Regex

Forum|Forum|11 months ago
December 27, 2024
2 replies
22 views

+7

anurag.q.singh
Bronze 2

So I am writing a yaraL rule and I am stuck with a problem.

I want to write a regex to capture the domain part of a url.

For example :

For https://www.example.com/path, it captures example.com
For http://example.org, it captures example.org
For subdomain.example.co.uk/path, it captures subdomain.example.co.uk

my regex for this is :

$domain = re.capture($e.any_variable, " (?:https?:\\/\\/)?(?:www\\.)?([^\\/\\s]+) ")

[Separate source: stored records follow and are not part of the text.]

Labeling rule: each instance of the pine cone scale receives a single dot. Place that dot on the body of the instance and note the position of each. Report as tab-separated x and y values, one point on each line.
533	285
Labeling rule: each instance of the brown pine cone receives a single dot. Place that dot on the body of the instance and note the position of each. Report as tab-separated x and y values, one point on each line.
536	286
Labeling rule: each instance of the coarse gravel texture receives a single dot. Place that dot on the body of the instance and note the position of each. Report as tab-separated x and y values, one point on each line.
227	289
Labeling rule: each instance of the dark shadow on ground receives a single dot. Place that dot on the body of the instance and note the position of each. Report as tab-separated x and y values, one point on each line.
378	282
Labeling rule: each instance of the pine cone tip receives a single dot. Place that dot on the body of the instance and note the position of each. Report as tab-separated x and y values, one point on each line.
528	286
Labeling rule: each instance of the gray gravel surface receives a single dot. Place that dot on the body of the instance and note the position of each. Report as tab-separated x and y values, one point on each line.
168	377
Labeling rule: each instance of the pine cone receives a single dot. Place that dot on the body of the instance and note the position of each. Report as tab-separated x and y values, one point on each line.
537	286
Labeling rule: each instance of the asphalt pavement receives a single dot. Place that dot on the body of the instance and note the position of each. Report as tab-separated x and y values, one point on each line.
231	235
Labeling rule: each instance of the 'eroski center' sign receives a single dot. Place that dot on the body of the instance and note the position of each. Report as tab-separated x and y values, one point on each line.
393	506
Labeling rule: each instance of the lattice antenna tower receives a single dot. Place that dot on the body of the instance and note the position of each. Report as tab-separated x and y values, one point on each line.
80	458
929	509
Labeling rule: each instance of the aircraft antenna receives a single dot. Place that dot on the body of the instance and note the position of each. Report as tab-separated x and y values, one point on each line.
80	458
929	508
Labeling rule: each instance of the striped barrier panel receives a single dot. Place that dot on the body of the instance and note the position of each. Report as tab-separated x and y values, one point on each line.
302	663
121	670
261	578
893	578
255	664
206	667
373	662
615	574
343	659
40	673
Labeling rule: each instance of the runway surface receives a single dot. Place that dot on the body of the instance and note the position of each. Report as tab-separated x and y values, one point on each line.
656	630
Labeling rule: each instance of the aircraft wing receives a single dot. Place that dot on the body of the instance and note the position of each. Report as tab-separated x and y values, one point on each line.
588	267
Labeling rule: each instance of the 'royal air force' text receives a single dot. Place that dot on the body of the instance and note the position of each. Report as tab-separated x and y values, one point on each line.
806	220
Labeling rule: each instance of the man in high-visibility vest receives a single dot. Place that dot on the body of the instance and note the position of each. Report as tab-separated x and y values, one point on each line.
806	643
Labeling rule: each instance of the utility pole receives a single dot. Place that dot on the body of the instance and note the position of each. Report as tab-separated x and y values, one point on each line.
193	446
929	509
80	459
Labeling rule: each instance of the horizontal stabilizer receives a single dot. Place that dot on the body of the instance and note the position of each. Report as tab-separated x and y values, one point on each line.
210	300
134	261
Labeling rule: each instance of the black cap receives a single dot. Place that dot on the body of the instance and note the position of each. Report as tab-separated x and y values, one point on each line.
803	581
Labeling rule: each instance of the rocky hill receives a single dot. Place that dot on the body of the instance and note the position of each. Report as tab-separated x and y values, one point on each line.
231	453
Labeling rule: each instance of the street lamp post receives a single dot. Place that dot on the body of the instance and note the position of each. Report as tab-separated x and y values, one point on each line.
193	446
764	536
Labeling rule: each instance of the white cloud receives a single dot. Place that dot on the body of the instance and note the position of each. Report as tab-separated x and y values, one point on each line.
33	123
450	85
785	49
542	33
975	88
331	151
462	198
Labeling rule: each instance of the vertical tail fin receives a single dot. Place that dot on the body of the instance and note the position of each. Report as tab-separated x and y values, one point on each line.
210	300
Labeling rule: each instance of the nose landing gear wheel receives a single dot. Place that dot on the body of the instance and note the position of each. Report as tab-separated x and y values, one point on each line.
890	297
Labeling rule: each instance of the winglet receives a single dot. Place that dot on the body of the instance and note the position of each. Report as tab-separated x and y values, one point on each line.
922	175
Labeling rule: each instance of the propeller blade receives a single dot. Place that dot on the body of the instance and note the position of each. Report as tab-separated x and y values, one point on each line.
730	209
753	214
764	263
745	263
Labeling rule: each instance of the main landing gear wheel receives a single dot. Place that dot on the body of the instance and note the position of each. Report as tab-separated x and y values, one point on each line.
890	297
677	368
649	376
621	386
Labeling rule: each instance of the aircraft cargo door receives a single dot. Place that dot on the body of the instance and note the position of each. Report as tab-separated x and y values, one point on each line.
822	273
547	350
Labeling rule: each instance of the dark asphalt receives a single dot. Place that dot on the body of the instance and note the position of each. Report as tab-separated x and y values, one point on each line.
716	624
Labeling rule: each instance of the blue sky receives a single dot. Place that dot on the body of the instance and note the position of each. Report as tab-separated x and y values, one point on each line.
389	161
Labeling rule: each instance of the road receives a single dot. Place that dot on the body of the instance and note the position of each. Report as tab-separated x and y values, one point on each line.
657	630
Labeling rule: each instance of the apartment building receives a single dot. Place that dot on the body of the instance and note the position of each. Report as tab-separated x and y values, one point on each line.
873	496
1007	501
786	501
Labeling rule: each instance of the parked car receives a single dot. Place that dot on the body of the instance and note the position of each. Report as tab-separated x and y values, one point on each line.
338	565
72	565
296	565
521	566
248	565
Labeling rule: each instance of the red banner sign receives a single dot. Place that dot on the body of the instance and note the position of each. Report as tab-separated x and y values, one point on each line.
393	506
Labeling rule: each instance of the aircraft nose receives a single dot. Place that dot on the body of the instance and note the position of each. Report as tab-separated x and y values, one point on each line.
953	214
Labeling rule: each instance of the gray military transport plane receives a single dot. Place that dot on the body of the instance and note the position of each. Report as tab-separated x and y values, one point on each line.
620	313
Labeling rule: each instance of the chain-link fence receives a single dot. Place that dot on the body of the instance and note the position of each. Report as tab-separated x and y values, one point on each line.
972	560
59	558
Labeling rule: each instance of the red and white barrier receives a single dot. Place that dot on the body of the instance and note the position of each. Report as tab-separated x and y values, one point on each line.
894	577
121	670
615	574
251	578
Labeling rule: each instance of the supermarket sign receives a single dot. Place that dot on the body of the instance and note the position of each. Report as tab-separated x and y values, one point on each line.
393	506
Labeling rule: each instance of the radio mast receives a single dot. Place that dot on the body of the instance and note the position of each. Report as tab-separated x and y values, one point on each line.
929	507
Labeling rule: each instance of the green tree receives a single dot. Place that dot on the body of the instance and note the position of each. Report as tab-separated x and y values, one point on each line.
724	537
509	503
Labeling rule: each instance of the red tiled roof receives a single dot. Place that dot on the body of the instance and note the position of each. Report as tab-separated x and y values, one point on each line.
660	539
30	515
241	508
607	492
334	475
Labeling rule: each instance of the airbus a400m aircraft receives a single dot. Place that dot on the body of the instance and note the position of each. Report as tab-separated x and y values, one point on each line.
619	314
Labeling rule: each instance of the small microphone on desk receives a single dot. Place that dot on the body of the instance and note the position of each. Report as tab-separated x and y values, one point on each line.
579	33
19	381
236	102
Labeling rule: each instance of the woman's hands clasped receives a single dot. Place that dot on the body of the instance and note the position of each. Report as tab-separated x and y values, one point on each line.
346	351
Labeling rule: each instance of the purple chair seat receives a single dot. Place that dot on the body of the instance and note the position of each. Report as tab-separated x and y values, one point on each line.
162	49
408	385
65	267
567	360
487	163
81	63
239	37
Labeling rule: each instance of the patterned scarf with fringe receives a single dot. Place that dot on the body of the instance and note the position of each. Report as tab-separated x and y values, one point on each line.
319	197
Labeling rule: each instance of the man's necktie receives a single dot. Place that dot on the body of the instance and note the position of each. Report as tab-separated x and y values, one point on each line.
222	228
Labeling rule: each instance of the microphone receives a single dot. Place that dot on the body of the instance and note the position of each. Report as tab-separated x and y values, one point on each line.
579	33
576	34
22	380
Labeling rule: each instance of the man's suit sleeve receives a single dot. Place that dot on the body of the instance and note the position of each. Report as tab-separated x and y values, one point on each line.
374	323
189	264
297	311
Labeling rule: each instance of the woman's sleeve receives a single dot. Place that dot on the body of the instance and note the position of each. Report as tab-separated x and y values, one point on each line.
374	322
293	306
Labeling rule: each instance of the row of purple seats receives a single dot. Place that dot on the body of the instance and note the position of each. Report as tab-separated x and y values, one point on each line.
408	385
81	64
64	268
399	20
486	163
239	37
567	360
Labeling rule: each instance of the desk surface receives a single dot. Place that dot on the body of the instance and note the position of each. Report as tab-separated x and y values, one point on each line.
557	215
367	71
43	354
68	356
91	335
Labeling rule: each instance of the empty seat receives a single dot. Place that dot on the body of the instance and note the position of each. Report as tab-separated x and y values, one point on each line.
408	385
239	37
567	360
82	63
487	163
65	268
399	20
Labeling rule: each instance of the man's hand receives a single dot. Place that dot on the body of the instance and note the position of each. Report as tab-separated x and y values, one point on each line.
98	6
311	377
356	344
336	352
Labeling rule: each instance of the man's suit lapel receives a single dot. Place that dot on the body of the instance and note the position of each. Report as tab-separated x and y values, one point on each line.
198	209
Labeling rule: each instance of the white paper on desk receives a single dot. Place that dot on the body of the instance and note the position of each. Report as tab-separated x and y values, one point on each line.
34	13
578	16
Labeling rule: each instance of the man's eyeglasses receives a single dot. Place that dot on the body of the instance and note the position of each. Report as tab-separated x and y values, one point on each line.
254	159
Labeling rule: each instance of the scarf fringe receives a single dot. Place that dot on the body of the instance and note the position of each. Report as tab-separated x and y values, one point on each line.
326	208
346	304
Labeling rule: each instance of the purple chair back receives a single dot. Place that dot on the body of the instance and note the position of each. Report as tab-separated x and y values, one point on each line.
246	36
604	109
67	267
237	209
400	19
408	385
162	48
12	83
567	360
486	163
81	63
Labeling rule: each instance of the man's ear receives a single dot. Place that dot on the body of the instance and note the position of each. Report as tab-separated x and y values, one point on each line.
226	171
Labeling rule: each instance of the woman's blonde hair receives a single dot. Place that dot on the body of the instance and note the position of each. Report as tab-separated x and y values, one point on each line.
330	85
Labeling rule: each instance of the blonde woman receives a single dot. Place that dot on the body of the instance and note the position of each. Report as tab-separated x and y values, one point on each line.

The error I am getting here is :
tokenizing: unable to tokenize: invalid char escape

Can somebody help me with this.

@AymanC @jstoner

+12

AbdElHafez
Staff
Forum|Forum|11 months ago
December 27, 2024

Could you try ;

(?:https?://)?(?:www\\\\.)?([^/\\\\s]+)

You do not need to escape "/" , and to use the special regex pattern in Yara-L you would need to use double backslashes, In your case you would use "\\\\s" not "\\s" .

Like

+22

jstoner
Staff
Forum|Forum|11 months ago
December 27, 2024

I won't pretend that my regex chops are going to get a perfect extraction but I would point out that generally when using the regex functions you would use backticks ` rather than quotes around the regular expression.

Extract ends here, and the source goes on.